🤖 AI Summary
Traditional empirical risk minimization (ERM) suffers from poor generalization in over-parameterized regimes, struggling to balance fitting accuracy and robustness. Method: We propose functional risk minimization (FRM), a unified framework that defines risk over function space—not pointwise predictions—treating function approximation as the fundamental optimization unit. FRM constructs structured risk via parameterized function families $f_{ heta_i}$ and incorporates parsimony regularization, recovering ERM as a special case while more faithfully modeling noise processes. Contribution/Results: FRM provides a “minimal-function-fitting” interpretation of generalization for over-parameterized models.

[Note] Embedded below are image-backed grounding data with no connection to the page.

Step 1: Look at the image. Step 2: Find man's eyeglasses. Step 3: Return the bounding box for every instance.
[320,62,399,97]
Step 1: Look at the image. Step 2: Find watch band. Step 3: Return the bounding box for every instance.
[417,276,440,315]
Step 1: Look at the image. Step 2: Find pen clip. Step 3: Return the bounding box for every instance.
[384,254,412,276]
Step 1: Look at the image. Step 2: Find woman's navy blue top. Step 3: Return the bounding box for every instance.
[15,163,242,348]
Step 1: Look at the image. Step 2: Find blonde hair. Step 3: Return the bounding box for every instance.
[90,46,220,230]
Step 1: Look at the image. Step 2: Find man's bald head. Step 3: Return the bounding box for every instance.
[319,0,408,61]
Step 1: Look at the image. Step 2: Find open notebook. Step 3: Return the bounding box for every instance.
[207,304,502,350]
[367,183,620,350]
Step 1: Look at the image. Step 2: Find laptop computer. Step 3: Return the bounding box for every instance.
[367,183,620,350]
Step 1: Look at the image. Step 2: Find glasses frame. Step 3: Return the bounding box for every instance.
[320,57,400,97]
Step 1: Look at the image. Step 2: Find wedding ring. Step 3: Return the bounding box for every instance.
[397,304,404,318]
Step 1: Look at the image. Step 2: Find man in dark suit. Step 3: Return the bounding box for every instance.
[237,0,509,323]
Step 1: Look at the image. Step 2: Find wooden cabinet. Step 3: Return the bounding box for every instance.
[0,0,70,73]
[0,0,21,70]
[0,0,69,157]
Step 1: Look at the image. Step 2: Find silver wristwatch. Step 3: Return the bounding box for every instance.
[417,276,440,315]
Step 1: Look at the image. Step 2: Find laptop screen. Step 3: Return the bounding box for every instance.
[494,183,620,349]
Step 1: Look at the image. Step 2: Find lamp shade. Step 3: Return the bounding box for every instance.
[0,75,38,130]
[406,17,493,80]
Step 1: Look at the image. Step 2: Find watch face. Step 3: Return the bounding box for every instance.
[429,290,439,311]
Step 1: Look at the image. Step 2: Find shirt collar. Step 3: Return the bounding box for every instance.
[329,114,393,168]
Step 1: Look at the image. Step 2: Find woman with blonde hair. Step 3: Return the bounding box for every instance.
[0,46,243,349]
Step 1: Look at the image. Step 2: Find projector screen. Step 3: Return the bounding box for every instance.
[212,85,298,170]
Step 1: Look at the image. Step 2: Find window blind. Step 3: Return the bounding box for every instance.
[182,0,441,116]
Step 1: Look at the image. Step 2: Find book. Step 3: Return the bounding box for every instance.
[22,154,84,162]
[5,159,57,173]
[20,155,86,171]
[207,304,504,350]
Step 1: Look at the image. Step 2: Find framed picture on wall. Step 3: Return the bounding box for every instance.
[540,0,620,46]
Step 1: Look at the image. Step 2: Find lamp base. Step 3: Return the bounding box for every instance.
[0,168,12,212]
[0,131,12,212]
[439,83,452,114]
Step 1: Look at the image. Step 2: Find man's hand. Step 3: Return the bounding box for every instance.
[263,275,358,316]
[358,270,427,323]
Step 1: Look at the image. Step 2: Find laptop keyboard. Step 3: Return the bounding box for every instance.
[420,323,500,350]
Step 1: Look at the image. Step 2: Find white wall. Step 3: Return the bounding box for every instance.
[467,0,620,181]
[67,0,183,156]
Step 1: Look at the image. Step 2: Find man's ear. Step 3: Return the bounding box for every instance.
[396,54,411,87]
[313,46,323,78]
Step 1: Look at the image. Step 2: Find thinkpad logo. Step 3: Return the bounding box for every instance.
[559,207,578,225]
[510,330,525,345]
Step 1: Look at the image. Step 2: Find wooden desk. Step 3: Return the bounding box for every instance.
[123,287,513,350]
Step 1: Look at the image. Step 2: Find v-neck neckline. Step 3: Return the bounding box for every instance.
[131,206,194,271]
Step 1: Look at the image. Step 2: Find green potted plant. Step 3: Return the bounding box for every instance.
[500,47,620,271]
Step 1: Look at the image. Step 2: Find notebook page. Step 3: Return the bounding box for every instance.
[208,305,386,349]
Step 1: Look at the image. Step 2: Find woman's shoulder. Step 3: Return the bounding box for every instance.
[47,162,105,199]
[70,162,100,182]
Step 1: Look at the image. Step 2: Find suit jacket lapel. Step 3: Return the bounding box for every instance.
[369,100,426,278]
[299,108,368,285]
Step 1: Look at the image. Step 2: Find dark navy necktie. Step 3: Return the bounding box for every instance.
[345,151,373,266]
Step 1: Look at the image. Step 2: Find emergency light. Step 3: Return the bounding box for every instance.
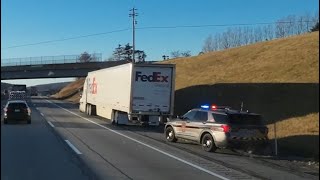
[201,104,218,110]
[200,105,210,109]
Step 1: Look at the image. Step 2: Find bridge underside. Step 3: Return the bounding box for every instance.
[1,61,129,80]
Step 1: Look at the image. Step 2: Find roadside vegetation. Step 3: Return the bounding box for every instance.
[53,31,319,160]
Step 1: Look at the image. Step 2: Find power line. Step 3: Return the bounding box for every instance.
[2,20,317,50]
[137,21,317,30]
[1,28,130,50]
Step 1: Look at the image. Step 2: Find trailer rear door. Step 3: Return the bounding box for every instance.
[132,66,173,113]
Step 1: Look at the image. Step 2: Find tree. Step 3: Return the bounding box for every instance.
[181,50,191,57]
[111,43,147,62]
[214,33,222,50]
[310,22,319,32]
[135,50,147,62]
[262,25,274,41]
[202,35,214,53]
[303,13,312,32]
[123,43,133,61]
[275,19,286,38]
[242,26,251,45]
[221,31,231,49]
[254,26,263,42]
[112,44,123,61]
[200,11,319,52]
[79,52,92,62]
[170,51,181,58]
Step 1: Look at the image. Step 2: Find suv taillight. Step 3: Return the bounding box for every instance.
[211,125,231,133]
[221,125,230,133]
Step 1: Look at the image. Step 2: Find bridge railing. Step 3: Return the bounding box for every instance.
[1,53,103,66]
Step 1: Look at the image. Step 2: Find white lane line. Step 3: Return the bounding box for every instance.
[47,121,55,128]
[65,140,82,155]
[45,100,229,180]
[40,113,44,117]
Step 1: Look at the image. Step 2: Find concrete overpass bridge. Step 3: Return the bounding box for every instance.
[1,54,129,80]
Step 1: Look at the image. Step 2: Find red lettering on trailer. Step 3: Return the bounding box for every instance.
[88,77,98,94]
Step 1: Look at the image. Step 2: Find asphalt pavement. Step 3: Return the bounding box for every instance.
[1,99,93,180]
[1,97,318,180]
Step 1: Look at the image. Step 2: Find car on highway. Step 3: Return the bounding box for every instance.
[3,100,31,124]
[165,104,269,153]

We prove its theoretical generality—encompassing major loss functions—and demonstrate empirically that FRM consistently outperforms ERM baselines across supervised, unsupervised, and reinforcement learning tasks, with particularly pronounced gains in over-parameterized settings.
📝 Abstract
The field of Machine Learning has changed significantly since the 1970s. However, its most basic principle, Empirical Risk Minimization (ERM), remains unchanged. We propose Functional Risk Minimization~(FRM), a general framework where losses compare functions rather than outputs. This results in better performance in supervised, unsupervised, and RL experiments. In the FRM paradigm, for each data point $(x_i,y_i)$ there is function $f_{ heta_i}$ that fits it: $y_i = f_{ heta_i}(x_i)$. This allows FRM to subsume ERM for many common loss functions and to capture more realistic noise processes. We also show that FRM provides an avenue towards understanding generalization in the modern over-parameterized regime, as its objective can be framed as finding the simplest model that fits the training data.